Sun, 23 Sep 2007

A web of indifferent watching devices

Last April I discovered the manifesto for CCTV filmmakers, a proposal for a creative use of the Data Protection Act. I still haven't seen the movie Faceless. The DVD is not yet available but an excerpt and the trailer are on YouTube. Manu Luksch and Mukul Patel, the filmmakers, published their first-hand experience of the Data Protection Act in a very interesting essay titled Faceless: chasing the data shadow. This short essay (11 pages) runs through the many different types of replies they received to their subject access requests made under the Data Protection Act.

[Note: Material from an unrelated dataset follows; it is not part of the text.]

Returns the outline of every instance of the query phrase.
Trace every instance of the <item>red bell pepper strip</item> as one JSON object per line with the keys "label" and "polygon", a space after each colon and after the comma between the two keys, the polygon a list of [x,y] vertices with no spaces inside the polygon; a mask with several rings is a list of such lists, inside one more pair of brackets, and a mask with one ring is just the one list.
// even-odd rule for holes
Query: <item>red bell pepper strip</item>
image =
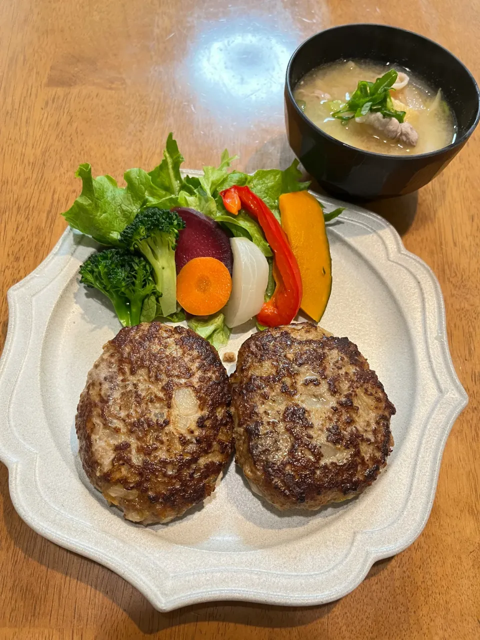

It explains the general confusion of many data controllers, how so many CCTV systems are not functional and why the process of obtaining images became much more difficult from 2004.

Faceless

Sound editor Walter Murch, in an interview published on BldBlog briefly mentions a different work also done one the principle of the manifesto for CCTV filmmakers:
Murch: Well, there was a short film made a few years ago where the filmmaker had worked out the location of all the surveillance cameras along a cross-section of London, and how many of those cameras were operated by the municipal authorities. If the cameras were operated by the city, then he could get access to the footage. So he mapped out a pedestrian trip for himself across town knowing that, at every moment he would be on CCTV: as soon as he was out of range of one camera, he would come into focus on another. So he walked the walk, wrote to all the relevant authorities, got the footage, and then edited it all together into a continuous narrative. It’s very amusing in a dystopian, Warholian kind of way. You only “get” the joke after a few minutes of watching.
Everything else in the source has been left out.